In 2015 Ford brass was inspired with the idea of a new GT, but this would be much more than a heritage exercise. Designers and executives alike thought the new speed machine should be capable of winning races, and to that end, the resulting supercar was engineered from the ground up with only a passing semblance to the original. While retaining the wide, low profile and basic silhouette of the GT40, the new Ford GT was built around a carbon-fibre monocoque chassis mounted with aluminium subframes and wrapped in a new exterior skin of carbon fibre.
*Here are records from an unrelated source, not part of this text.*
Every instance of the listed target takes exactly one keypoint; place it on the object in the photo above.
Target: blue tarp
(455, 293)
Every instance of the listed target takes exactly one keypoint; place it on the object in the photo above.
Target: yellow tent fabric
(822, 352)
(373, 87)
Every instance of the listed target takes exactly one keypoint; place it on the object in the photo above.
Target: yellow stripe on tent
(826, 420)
It was recognized that in today’s modern age of engineering, a large and heavy V-8 would not be required to produce the necessary horsepower for a race car. In fact, such an engine would have created aerodynamic challenges from its mere size. So Ford chose to rework its twin-turbocharged V-6 Ecoboost engine to the extreme, fitting a dry-sump lubrication system to the all-aluminium 3.5-litre motor. The resulting mill was mated to a seven-speed dual-clutch transaxle that developed 647 hp and 550 foot-pounds of torque—enough power to hurl the 1,385 kg car to 60 mph in three seconds flat, with a top speed of 216 mph.
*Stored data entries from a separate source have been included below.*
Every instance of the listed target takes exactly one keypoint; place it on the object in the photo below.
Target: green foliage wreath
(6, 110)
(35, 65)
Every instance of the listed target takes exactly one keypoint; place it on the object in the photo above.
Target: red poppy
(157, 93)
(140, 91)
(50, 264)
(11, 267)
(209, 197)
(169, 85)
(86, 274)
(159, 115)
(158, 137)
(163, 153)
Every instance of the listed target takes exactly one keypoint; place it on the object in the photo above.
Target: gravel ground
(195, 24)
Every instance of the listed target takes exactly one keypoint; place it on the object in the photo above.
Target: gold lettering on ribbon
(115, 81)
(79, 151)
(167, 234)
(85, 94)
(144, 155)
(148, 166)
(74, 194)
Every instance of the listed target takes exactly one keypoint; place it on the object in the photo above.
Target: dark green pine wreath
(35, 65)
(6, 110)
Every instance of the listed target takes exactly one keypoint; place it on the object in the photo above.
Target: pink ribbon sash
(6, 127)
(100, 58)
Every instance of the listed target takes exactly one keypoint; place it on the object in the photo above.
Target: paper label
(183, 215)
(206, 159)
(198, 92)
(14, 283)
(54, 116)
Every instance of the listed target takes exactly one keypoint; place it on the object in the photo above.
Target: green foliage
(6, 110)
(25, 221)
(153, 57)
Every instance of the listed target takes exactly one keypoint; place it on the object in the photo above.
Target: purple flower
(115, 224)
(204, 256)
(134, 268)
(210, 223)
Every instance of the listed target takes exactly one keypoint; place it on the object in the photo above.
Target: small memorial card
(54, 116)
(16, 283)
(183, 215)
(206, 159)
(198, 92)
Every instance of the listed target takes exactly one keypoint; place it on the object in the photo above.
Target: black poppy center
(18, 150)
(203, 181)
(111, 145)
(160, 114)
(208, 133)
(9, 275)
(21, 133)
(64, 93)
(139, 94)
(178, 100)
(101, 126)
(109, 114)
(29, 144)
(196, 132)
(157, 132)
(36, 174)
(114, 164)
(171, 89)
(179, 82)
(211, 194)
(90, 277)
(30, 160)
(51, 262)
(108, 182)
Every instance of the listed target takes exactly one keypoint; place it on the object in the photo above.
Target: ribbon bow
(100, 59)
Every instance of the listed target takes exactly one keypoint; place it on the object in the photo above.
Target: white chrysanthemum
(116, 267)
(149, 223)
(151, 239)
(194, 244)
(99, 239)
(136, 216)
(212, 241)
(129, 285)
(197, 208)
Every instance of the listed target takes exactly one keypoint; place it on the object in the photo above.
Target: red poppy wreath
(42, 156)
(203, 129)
As amazing as the repurposed Ecoboost engine was, the chassis and bodywork were even more ingenious. Every step of development prioritized maintaining low weight and aerodynamic efficiency, as a gaggle of scoops and vents throughout the coachwork channeled air to the engine and brakes while maximizing downforce. Anchored by Brembo carbon-ceramic brakes with six-piston calipers and huge 394 mm rotors up front, the GT also employed hydraulic power steering, making for a race car that by every account provides feedback to the driver from the very first push of a pedal. Efficient architecture was so prioritized that the sport seats were fixed rather than adjustable, and the pedal box and steering wheel were designed to adjust around the driver rather than vice versa.
Ford immediately began campaigning a group of competition-prepared examples in partnership with Chip Ganassi Racing. Undoubtedly its most exciting result was a class win at the 2016 24 Hours of Le Mans, proving that fifty years after its historic victory over Ferrari, Ford could still outperform the competition.
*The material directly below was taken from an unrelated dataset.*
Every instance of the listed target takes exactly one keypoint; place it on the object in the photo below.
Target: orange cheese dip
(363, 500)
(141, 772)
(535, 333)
Sold only to clients that Ford deemed worthy, the GT was earmarked for a production number of no more than 1,000 examples, ensuring a rarity worthy of the mighty nameplate. Following a test drive, Top Gear magazine proclaimed the new GT ‘one of the best-handling cars in the world right now’, adding, ‘it is a sensational car to drive…beautifully balanced, sharp, stable, and rewarding’.
Delivered new to the consignor in the GCC in late December 2017, this minimally driven GT was finished in Liquid Red paint with black racing stripes and black trim. Optioned with the full-gloss carbon-fibre pack, the car was fitted with carbon-fibre interior trim and a black Alcantara steering wheel, as well as 20-inch carbon-fibre wheels with titanium lug nuts. Also equipped with an Akropovik titanium sports exhaust, it currently displays only 415 kilometres from new.
This is a sensational and pristine example of a modern Ford GT that would make a stunning complement to any sporting collection.